This information was released at a seminar on distribution services, infrastructure development and market and legal regulations held by the Vietnam Chamber of Commerce and Industry (VCCI) in Hanoi on May 30.
General Director of the Hoang Quan Price Appraisal Company described the Vietnamese retail network as outdated, with modern commercial activities accounting for just 15 percent of its turnover. He said there is no strategy for setting up links among producers, distributors and retailers, leading to overlapped functions. Distribution infrastructure facilities remain too weak to provide enough space for retail business operation, resulting in high rental prices at major trading centres.
Apart from that, investors only have 10 percent of the distribution network but their market share accounts for up to 50 percent.
According to AT Kearny Consulting Company, in 2007, Vietnam was considered the fourth most attractive retail market in the world after India, Russia and China. However, the rank dropped one place compared to 2006.
The Chairwoman of the Vietnam Retailers’ Association, Dinh Thi My Loan, pointed to weaknesses in the Vietnamese retail network in terms of professional skills, finance capacity, linkage and long-term strategy.
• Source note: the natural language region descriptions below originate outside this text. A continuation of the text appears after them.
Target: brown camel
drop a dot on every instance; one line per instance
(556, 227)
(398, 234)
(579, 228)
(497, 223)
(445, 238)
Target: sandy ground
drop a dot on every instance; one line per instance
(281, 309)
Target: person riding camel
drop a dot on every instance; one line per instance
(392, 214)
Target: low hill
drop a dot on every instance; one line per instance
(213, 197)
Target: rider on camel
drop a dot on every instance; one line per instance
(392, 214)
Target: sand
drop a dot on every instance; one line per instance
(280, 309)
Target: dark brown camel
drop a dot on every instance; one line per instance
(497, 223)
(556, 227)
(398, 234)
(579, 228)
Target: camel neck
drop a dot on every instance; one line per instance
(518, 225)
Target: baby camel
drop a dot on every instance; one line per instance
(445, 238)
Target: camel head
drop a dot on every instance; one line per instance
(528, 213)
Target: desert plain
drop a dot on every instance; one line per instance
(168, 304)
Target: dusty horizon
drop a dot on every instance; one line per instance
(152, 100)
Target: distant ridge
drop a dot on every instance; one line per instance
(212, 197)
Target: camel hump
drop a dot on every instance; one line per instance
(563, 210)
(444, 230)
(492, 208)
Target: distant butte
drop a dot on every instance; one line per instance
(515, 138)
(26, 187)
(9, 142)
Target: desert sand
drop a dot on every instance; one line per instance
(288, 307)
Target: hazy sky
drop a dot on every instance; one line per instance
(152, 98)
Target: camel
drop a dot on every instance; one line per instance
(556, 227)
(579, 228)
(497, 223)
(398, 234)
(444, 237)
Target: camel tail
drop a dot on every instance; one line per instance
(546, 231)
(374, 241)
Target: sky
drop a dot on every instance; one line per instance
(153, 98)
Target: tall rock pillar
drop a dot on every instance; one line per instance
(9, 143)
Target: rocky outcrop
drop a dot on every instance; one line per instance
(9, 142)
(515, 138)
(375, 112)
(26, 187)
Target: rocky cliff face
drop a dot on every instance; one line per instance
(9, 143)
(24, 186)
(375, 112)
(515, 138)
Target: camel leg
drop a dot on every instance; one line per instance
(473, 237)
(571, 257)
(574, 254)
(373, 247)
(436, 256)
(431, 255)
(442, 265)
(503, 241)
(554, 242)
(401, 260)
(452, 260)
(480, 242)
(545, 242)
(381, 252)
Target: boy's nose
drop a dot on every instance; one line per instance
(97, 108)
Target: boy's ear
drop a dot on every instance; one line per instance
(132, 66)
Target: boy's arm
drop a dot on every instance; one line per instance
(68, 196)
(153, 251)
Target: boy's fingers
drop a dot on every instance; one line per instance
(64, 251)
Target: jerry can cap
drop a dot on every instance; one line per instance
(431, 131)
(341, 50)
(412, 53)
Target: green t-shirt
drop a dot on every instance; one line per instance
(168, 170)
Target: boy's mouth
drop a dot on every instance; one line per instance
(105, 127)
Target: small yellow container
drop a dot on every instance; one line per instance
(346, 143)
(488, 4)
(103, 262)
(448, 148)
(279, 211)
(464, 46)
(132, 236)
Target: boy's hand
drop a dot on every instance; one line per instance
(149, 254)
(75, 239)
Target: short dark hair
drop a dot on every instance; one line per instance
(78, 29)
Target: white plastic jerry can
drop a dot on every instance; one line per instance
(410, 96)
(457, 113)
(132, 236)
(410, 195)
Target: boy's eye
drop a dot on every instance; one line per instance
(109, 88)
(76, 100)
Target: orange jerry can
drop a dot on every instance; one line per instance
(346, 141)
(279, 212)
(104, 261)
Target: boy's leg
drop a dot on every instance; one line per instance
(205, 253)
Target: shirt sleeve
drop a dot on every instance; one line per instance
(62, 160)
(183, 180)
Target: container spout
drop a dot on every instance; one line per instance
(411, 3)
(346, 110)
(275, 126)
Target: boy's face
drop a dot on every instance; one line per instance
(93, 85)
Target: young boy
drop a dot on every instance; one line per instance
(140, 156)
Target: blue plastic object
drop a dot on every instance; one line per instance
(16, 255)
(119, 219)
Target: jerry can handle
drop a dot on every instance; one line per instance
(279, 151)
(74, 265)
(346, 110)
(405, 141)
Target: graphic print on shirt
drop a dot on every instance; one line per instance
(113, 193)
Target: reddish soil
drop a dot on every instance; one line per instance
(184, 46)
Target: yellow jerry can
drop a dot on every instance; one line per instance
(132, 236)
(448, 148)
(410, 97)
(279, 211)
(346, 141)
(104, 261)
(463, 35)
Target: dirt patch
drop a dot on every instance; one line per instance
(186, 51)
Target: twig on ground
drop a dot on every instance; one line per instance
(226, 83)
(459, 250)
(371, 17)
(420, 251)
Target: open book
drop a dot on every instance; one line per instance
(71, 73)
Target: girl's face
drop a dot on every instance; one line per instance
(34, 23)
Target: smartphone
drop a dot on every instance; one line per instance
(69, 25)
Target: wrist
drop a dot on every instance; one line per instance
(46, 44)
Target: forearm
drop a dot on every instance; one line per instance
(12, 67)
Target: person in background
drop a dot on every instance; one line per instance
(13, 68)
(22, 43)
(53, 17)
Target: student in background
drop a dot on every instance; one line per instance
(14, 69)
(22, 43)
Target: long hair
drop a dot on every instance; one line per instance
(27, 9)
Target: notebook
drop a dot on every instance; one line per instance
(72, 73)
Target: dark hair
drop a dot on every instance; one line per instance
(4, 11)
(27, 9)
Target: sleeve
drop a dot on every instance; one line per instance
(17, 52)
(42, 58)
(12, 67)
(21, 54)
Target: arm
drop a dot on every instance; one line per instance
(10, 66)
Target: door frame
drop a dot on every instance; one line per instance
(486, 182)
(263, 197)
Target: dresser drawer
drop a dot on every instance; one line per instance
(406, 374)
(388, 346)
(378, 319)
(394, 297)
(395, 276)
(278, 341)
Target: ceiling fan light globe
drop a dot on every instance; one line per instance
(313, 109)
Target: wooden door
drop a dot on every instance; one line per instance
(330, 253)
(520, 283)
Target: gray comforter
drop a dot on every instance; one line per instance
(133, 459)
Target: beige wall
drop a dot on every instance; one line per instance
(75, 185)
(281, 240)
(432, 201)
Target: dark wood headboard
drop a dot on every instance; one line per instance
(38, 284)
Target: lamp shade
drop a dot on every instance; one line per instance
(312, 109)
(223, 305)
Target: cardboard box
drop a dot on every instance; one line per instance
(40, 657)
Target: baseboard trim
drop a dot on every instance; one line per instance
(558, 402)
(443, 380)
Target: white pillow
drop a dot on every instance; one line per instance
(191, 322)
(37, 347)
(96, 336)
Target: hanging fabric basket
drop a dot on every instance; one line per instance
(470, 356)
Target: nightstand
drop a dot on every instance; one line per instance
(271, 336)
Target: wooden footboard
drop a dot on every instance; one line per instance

The poor retail-related legal environment also raises major concern for foreign investors, said Mrs Loan.
The Vietnamese market’s retail turnover sees an average annual increase of 20 percent, reaching VND335 billion and up 40 percent over the 2005-2007 period.
Under Vietnam’s commitments to the World Trade Organisation (WTO) on the opening of the retail market as of January 1, 2009, Vietnamese retailers will have to compete with large foreign businesses. This means both domestic and foreign investors will have a fifty-fifty chance of developing the retail market.